El comunicado oficial señala además que la empresa estatal brindará asistencia técnica e insumos agrícolas a los productores, con el objetivo de sostener la producción y dar previsibilidad al sector cañero de la zona. Sin embargo, el informe difundido por la Presidencia de la República del Paraguay evita ofrecer una solución concreta al principal motivo del paro: la paralización de la licitación para el nuevo tren de molienda de la planta alcoholera.
Este proyecto es considerado estratégico por los productores, ya que permitiría modernizar la infraestructura industrial y ampliar la capacidad de procesamiento de la caña. Según se menciona en el documento oficial, el proceso licitatorio permanece trabado por una situación generada por uno de los oferentes, lo que mantiene en suspenso la adjudicación del equipamiento clave para la planta.

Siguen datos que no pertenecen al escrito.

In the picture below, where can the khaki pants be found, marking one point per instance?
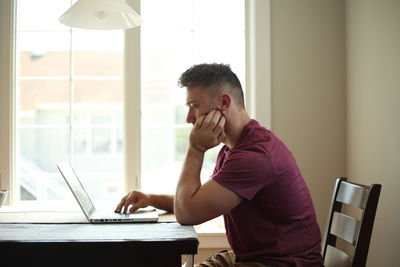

Frente a este escenario, el Gobierno no plantea una salida inmediata al problema. En lugar de ello, el compromiso asumido se limita a la conformación de una “mesa de trabajo conjunta” entre autoridades y representantes del sector, que tendrá como finalidad «dar seguimiento a las gestiones» relacionadas con el nuevo tren de molienda.
El anuncio también establece que los compromisos asumidos por PETROPAR entrarán en vigencia una vez que los cañicultores levanten las medidas de fuerza, con el compromiso de mantener el diálogo como mecanismo permanente de negociación.
Aunque el Gobierno sostiene que el acuerdo busca “dar tranquilidad y mejorar la calidad de vida de los cañicultores”, lo cierto es que el punto central del conflicto —la definición sobre el nuevo tren de molienda— sigue sin una solución concreta, quedando por ahora sujeto únicamente al seguimiento de futuras gestiones en una mesa de trabajo.